NASA researchers have designed and built a new circuit chip that can "take the heat of a blast furnace and keep on performing."

NASA researchers have designed and built a new circuit chip that can "take the heat of a blast furnace and keep on performing," according to a story at Network World, which is also being dissected over at Slashdot. Here's a summary:

Silicon Carbide (SiC) chips can operate in 600 degrees Celsius or 1,112 degrees Fahrenheit where conventional silicon-based electronics - limited to about 350 C - would fail. In the past, integrated circuit chips could not withstand more than a few hours of high temperatures before degrading or failing. This chip exceeded 1,700 hours of continuous operation at 500 degrees Celsius - a breakthrough that represents a 100-fold increase in what has previously been achieved, NASA said.

The NASA chip is obviously designed for extreme conditions, as opposed to a traditional data center. It may be an apples vs. oranges comparison to view the NASA research as having short-term application in IT equipment in data center "hot spots." But there's been some discussion lately - notably at the Always On Stanford Summit in August - of developing data center equipment that won't require traditional cooling. Some see self-contained computing modules along the lines of Sun's Blackbox or IBM's Scalable Modular Data Center as the next step forward, while others see heat-resistant components as the best way forward.

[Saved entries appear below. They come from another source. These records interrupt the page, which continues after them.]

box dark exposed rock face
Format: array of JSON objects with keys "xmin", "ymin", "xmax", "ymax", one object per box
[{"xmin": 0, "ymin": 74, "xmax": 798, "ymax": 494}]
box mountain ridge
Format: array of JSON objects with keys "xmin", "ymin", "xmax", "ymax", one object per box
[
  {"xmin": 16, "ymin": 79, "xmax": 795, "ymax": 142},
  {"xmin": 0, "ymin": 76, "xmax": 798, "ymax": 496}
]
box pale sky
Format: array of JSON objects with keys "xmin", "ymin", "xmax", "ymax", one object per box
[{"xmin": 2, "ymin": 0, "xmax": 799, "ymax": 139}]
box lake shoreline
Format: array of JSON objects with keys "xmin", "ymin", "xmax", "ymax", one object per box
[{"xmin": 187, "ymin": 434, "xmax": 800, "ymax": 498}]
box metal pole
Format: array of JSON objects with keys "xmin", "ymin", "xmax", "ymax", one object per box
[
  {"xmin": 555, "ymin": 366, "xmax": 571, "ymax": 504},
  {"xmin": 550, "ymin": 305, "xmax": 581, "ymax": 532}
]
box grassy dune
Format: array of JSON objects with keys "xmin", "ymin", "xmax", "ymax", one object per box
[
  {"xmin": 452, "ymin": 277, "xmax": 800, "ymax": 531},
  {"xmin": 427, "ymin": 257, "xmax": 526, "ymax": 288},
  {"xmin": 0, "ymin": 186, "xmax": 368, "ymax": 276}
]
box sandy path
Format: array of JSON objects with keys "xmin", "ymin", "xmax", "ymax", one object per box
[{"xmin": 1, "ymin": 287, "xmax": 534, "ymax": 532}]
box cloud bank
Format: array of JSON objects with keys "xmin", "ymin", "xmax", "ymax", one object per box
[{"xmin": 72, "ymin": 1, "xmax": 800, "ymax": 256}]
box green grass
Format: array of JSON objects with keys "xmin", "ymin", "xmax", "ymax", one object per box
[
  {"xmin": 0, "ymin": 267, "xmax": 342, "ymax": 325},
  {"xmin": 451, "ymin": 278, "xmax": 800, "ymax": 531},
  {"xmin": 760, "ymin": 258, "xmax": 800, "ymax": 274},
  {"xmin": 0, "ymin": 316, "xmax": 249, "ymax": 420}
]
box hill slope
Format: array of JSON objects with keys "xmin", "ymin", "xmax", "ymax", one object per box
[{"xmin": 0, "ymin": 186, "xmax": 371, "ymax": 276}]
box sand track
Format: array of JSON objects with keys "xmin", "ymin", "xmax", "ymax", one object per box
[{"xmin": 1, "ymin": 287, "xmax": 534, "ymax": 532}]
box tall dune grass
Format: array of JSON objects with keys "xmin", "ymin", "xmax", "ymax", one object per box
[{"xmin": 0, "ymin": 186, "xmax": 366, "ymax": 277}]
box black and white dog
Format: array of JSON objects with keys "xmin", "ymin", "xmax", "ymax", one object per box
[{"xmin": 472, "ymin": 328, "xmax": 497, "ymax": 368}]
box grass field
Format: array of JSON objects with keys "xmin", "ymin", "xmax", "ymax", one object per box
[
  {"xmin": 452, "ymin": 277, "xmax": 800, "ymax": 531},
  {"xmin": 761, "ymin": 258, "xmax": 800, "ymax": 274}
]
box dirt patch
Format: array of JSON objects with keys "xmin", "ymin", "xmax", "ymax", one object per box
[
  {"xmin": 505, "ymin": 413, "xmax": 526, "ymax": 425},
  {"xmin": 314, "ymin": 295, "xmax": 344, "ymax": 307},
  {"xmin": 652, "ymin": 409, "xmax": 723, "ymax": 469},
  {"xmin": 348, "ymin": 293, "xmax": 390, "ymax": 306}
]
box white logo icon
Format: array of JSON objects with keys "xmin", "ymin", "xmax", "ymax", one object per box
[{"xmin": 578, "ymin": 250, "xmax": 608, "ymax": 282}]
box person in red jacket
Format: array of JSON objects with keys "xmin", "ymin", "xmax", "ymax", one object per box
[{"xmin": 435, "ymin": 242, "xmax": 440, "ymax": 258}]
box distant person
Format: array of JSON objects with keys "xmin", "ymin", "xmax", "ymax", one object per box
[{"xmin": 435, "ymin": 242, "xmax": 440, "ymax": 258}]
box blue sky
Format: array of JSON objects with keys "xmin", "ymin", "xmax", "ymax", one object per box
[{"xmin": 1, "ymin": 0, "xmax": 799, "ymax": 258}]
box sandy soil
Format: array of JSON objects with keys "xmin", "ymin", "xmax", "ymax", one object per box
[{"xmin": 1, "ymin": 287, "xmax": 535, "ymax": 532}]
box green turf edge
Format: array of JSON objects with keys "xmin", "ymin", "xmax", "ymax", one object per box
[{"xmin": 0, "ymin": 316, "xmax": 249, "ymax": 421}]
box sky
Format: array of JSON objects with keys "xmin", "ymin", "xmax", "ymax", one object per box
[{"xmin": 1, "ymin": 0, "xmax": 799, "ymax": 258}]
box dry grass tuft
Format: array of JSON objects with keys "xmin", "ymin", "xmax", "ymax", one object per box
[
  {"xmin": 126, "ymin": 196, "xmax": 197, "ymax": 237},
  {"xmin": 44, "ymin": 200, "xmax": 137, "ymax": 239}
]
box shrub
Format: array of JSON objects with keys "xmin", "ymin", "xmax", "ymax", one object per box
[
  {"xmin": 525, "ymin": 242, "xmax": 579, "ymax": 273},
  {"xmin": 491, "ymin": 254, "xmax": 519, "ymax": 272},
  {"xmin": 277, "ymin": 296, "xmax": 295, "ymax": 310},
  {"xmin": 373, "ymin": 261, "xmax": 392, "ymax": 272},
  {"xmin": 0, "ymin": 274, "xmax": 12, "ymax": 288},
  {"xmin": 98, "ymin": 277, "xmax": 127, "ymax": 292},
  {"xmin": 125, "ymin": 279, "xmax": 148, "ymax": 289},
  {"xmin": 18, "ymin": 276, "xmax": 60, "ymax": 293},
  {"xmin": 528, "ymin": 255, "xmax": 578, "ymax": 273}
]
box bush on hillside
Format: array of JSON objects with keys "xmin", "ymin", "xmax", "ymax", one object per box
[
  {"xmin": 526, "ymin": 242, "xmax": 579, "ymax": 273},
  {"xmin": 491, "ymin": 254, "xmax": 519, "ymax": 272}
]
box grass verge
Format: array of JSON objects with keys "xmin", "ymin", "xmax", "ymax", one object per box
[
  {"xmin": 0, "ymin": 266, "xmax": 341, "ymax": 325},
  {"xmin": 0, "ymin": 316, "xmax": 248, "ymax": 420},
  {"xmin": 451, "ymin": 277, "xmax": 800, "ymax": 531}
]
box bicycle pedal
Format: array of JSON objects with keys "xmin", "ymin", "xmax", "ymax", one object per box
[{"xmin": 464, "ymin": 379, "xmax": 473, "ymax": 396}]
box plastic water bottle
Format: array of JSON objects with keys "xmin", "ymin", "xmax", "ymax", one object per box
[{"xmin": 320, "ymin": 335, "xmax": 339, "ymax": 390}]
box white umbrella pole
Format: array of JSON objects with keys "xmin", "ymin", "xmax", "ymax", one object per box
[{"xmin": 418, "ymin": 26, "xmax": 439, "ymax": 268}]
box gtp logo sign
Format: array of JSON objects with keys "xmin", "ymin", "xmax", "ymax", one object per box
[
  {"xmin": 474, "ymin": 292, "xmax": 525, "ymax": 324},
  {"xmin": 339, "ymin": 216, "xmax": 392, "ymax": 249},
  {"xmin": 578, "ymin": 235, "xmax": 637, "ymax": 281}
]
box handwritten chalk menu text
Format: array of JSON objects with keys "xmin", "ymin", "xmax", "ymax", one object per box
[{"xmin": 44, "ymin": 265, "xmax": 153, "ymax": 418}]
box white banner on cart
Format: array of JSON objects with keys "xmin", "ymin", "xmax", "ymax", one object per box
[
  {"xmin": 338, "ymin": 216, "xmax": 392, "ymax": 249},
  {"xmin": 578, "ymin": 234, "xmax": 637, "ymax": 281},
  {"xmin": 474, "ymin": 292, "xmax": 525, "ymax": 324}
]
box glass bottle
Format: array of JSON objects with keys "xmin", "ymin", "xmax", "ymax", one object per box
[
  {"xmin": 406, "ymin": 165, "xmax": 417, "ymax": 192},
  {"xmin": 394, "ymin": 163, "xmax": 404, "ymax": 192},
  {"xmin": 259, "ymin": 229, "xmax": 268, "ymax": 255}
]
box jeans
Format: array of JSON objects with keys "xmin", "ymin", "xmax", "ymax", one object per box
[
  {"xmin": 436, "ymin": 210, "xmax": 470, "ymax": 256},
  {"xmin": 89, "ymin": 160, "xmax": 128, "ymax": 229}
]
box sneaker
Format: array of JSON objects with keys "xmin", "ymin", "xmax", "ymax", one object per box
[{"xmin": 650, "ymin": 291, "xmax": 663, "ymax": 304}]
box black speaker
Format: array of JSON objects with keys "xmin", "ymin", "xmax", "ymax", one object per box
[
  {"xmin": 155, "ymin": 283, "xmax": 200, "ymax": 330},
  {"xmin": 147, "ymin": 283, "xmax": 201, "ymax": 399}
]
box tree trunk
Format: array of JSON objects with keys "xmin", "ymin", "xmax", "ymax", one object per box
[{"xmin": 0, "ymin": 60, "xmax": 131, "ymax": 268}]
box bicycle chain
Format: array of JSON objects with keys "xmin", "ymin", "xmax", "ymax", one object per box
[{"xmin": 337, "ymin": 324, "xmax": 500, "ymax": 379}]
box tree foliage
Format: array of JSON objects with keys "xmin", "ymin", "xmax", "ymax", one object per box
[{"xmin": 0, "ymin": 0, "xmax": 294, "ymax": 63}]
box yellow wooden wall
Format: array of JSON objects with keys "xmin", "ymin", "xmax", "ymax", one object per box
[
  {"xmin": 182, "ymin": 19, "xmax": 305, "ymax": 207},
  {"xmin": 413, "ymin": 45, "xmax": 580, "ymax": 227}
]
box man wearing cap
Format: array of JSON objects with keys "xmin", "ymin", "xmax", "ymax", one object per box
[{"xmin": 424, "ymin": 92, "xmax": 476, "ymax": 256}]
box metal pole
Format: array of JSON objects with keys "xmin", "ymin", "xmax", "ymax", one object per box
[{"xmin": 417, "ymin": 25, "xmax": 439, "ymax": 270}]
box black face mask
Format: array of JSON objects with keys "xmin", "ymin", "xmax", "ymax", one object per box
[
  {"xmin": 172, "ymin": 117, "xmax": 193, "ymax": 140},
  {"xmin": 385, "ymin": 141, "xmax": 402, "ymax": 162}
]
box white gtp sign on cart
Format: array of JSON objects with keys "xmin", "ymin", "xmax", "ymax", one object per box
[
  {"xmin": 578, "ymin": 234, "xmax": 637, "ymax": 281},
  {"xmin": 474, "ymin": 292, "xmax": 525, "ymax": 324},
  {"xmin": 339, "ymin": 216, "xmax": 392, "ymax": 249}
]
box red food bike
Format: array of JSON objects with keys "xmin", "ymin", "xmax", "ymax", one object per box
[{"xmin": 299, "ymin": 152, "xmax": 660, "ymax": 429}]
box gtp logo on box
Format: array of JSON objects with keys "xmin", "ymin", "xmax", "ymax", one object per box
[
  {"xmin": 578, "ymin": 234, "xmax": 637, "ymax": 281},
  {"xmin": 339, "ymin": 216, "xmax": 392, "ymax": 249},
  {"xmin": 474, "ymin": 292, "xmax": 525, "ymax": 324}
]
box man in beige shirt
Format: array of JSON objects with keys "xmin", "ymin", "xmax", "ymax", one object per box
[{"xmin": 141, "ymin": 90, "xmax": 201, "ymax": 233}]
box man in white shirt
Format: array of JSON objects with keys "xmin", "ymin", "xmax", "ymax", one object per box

"We do have a number of data center components now available that are rugged enough to withstand constant 50-degree Centigrade (122-degree Fahrenheit) temperatures," Steve Sams, IBM vice president of global sites and facilities, said at the Always On forum. "It's not hard to imagine that we'll eventually get to full data centers that won't need cooling equipment. These will be hundreds of times more efficient. And what a savings in power draw that will be."